You should see an event with:

  • tool_name: gemini-api
  • mcp_server: gemini-proxy
  • action: POST
  • policy_result: allow

Audited Metadata

The proxy logs the following -- message content and system instruction text are never stored:

FieldExample
Modelgemini-2.0-flash (extracted from URL path)
Has system instructiontrue (boolean only)
Has toolstrue (boolean only)
Message count3 (number of contents entries)
Input tokens (promptTokenCount)89
Output tokens (candidatesTokenCount)234
Finish reasonSTOP

The model name is extracted from the URL path. For example, v1beta/models/gemini-1.5-pro:generateContent yields gemini-1.5-pro.


Key Header

HeaderPurpose
Authorization: Bearer <jwt>Behavry agent identity (validated, never forwarded)
X-Gemini-Key: AIza...Google API key (forwarded as x-goog-api-key upstream, never logged)
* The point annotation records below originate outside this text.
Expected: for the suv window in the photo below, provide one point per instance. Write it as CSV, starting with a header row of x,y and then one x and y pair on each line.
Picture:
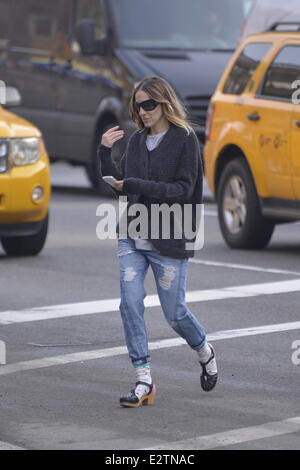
x,y
244,67
283,71
34,23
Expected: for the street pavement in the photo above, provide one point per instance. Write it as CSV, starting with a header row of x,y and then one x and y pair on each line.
x,y
66,360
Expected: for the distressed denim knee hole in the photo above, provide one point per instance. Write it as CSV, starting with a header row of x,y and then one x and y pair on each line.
x,y
124,252
169,275
129,274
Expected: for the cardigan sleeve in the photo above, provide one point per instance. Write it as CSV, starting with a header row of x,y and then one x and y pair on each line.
x,y
107,166
182,188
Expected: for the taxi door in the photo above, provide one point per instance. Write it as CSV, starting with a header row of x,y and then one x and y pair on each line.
x,y
295,125
270,112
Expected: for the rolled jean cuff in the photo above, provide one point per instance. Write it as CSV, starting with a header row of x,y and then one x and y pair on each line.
x,y
141,362
198,348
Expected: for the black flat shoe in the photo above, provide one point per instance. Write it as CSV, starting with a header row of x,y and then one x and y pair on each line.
x,y
208,381
132,401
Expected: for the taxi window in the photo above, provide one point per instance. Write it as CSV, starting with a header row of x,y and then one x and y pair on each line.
x,y
244,67
282,73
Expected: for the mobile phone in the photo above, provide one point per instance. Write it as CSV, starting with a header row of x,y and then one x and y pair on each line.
x,y
109,179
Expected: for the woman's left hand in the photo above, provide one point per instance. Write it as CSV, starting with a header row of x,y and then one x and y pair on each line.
x,y
118,185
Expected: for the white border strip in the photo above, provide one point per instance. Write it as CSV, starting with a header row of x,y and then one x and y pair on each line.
x,y
235,436
117,351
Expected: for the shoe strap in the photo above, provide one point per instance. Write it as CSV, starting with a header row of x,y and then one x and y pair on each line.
x,y
144,383
210,359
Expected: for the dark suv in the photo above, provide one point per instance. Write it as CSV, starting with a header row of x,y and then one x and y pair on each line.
x,y
75,62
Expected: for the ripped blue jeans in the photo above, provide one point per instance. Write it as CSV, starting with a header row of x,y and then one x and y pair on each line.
x,y
170,277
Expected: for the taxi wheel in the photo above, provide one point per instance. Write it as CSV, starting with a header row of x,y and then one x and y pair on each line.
x,y
29,245
240,218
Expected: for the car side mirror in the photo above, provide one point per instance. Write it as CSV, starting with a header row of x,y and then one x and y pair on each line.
x,y
13,97
85,34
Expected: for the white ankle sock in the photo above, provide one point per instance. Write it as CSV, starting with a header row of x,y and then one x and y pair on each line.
x,y
204,354
143,374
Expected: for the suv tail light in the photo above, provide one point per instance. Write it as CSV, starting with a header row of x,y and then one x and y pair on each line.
x,y
209,120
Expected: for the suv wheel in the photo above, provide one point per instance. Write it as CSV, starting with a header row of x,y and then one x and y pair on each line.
x,y
240,218
29,245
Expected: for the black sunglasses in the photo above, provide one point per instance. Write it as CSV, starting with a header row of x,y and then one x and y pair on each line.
x,y
147,105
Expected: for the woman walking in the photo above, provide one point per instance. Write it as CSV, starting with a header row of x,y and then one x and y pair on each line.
x,y
161,165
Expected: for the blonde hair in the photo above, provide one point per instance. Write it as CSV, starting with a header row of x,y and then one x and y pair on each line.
x,y
161,91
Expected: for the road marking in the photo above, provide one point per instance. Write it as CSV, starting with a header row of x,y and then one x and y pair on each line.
x,y
112,305
245,267
162,344
6,446
236,436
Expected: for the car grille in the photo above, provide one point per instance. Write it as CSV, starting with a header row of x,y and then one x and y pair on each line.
x,y
197,107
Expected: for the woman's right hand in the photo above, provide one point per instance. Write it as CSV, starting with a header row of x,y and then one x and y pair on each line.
x,y
111,136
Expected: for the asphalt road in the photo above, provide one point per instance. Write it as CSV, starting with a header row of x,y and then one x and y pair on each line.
x,y
66,361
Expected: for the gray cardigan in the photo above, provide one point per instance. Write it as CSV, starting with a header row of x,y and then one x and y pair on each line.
x,y
171,173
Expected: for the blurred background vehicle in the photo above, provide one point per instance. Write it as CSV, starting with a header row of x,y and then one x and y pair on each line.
x,y
264,13
251,153
75,63
24,183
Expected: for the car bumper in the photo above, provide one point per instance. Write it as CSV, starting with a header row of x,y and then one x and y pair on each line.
x,y
17,205
20,230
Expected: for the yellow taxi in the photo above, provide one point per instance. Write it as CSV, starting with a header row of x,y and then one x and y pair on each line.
x,y
24,183
252,149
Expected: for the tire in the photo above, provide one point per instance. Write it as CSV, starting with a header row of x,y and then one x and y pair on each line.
x,y
93,168
240,219
29,245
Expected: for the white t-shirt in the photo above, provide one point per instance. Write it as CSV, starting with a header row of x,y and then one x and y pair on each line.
x,y
152,142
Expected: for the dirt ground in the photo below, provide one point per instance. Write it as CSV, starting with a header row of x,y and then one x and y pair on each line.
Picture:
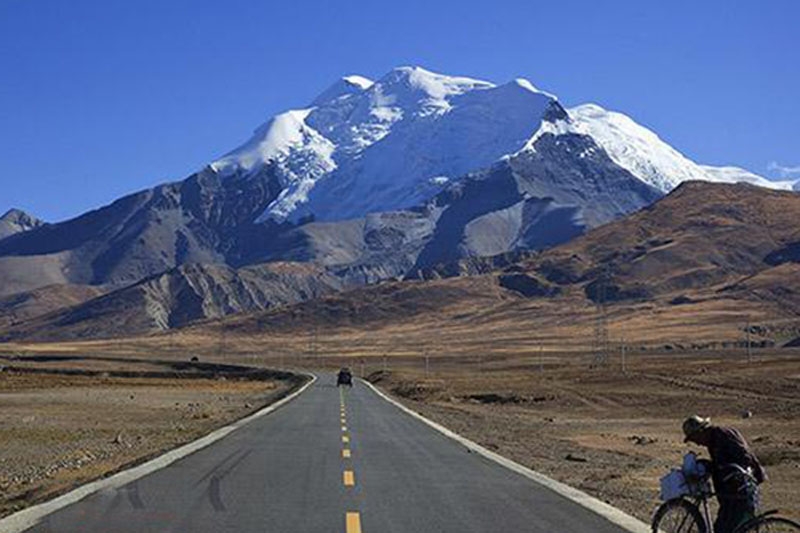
x,y
58,431
609,433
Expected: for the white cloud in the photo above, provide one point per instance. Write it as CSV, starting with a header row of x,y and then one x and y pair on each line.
x,y
784,171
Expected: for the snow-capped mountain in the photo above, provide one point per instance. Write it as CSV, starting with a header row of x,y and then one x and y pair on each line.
x,y
369,147
365,146
372,180
645,155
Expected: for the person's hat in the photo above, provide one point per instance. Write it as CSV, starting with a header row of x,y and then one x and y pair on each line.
x,y
693,424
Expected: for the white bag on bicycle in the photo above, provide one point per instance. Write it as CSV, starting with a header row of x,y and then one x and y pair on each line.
x,y
673,485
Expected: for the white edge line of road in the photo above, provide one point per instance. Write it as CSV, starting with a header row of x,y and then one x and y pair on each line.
x,y
27,518
610,513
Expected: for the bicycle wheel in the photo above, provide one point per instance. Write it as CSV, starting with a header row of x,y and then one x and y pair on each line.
x,y
772,524
678,516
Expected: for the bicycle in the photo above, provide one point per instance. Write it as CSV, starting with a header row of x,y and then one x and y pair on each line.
x,y
689,512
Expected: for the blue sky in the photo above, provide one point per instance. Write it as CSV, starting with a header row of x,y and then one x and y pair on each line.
x,y
99,98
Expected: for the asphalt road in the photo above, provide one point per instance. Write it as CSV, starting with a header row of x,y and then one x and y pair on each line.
x,y
329,461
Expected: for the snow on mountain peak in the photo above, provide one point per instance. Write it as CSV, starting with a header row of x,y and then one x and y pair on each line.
x,y
645,155
368,146
358,81
365,146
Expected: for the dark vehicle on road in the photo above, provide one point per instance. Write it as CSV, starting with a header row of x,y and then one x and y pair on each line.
x,y
345,377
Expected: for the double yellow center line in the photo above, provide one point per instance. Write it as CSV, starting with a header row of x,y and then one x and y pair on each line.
x,y
352,518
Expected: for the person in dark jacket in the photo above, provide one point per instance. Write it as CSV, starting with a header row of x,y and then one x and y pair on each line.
x,y
732,465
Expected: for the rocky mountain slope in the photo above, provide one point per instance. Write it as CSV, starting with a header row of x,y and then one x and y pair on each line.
x,y
372,181
178,297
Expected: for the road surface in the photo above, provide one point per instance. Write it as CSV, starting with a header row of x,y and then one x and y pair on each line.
x,y
330,461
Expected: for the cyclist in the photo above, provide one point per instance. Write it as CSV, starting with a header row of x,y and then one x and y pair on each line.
x,y
733,467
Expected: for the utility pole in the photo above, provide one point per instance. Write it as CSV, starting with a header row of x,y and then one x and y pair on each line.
x,y
622,353
749,345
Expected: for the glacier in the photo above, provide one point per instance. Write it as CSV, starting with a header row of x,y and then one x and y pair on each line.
x,y
365,146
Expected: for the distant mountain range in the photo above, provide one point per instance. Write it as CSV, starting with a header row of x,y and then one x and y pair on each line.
x,y
373,181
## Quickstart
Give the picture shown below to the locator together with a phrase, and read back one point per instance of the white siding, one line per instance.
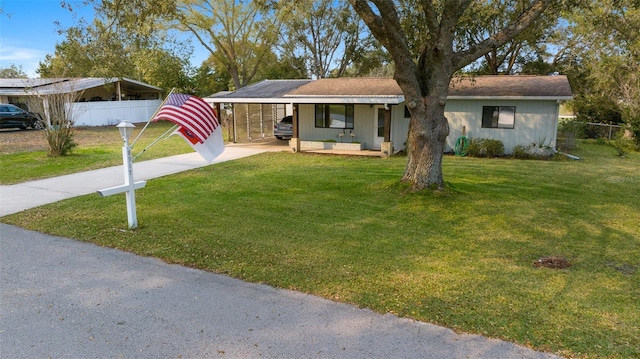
(535, 121)
(108, 113)
(362, 126)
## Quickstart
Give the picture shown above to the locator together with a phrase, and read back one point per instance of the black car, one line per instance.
(14, 117)
(284, 128)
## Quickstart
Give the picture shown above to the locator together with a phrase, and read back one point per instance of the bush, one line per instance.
(622, 144)
(521, 152)
(485, 147)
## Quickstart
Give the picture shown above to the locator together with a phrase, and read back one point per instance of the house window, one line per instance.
(498, 116)
(334, 116)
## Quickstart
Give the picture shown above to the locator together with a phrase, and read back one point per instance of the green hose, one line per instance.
(462, 145)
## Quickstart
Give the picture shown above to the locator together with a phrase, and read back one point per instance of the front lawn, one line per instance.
(24, 153)
(344, 228)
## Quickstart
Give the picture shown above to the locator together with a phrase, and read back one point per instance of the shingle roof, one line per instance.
(349, 86)
(511, 86)
(481, 86)
(267, 89)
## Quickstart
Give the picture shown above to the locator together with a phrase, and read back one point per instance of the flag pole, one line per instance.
(154, 115)
(155, 141)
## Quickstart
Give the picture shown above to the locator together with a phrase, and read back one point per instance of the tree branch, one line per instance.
(464, 58)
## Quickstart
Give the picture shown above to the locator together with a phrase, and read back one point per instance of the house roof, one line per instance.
(267, 91)
(386, 90)
(20, 87)
(512, 87)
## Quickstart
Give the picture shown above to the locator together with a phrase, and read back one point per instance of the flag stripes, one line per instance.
(191, 113)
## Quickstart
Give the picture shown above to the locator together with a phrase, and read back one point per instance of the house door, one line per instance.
(378, 127)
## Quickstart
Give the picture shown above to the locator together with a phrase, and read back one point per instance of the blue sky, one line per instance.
(28, 31)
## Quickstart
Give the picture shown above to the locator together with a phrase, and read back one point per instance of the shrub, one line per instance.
(485, 147)
(621, 143)
(521, 152)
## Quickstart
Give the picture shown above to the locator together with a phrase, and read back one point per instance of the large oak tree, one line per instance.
(421, 37)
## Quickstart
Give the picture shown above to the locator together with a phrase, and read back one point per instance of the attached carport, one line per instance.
(251, 112)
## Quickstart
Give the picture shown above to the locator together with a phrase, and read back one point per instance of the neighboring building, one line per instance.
(371, 111)
(100, 102)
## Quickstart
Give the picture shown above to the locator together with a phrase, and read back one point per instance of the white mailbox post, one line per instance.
(129, 187)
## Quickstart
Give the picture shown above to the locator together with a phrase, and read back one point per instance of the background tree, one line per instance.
(123, 41)
(12, 72)
(420, 35)
(512, 57)
(605, 62)
(238, 34)
(330, 38)
(58, 117)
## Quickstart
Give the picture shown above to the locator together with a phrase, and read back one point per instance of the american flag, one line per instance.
(194, 116)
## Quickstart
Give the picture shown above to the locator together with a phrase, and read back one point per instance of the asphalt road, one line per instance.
(61, 298)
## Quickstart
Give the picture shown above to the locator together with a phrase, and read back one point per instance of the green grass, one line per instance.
(104, 152)
(344, 228)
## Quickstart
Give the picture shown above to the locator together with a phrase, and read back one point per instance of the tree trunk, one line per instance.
(428, 131)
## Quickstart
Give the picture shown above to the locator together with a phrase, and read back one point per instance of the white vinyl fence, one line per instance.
(110, 113)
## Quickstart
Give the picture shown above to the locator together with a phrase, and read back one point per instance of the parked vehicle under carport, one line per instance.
(283, 130)
(12, 116)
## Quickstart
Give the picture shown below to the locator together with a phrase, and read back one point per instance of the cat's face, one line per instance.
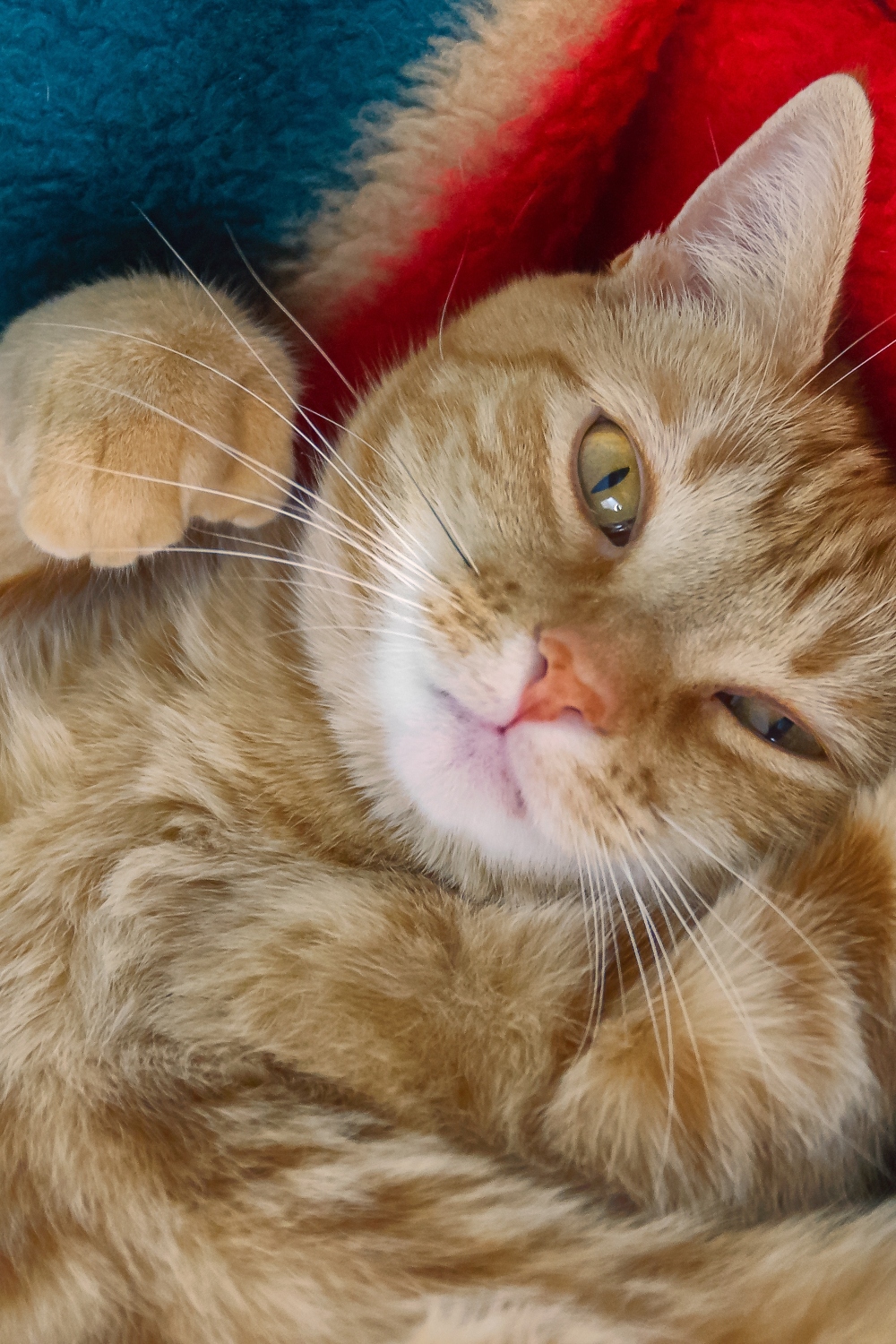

The proxy strips your Behavry JWT and replaces it with the standard Google authentication header. Your API key never appears in audit logs.


Endpoint

POST /api/v1/gemini/{path}

The {path} parameter captures the full Gemini API path. All standard Gemini API endpoints are supported:

Gemini EndpointBehavry Path
v1beta/models/gemini-2.0-flash:generateContent/api/v1/gemini/v1beta/models/gemini-2.0-flash:generateContent
v1beta/models/gemini-2.0-flash:streamGenerateContent/api/v1/gemini/v1beta/models/gemini-2.0-flash:streamGenerateContent
v1beta/models/api/v1/gemini/v1beta/models

Query parameters are forwarded as-is.


Streaming

Streaming is fully supported. When the upstream Gemini response uses text/event-stream content type (e.g., streamGenerateContent), the proxy passes SSE chunks through without buffering. An audit event is published at the start of the stream with the upstream status code; token counts from individual stream chunks are not aggregated.


Policy Control

Example OPA policy to restrict model access:

package behavry.authz

# Only allow specific Gemini models
deny if {
input.mcp_server == "gemini-proxy"
not startswith(input.model, "gemini-2.0")
not startswith(input.model, "gemini-1.5")
}

# Block Gemini usage for specific agent roles
deny if {
input.mcp_server == "gemini-proxy"
input.agent_role == "read-only"
}

Troubleshooting

401 from Behavry

JWT expired or missing. Re-fetch using Step 1.

401 from Google (passed through)

Your X-Gemini-Key is invalid or the API key does not have access to the requested model. Verify your Google AI API key in the Google AI Studio.

Missing X-Gemini-Key

The proxy returns 401 if the X-Gemini-Key header is not present. Ensure your SDK configuration includes this header.

504 Gateway Timeout

The upstream Gemini API request exceeded the 120-second timeout. For long-running requests, consider breaking them into smaller prompts.

Model not found in audit

The proxy extracts the model name from the URL path segment containing a colon (e.g., gemini-2.0-flash from gemini-2.0-flash:generateContent). If your path does not match this pattern, the model field may be null in audit events.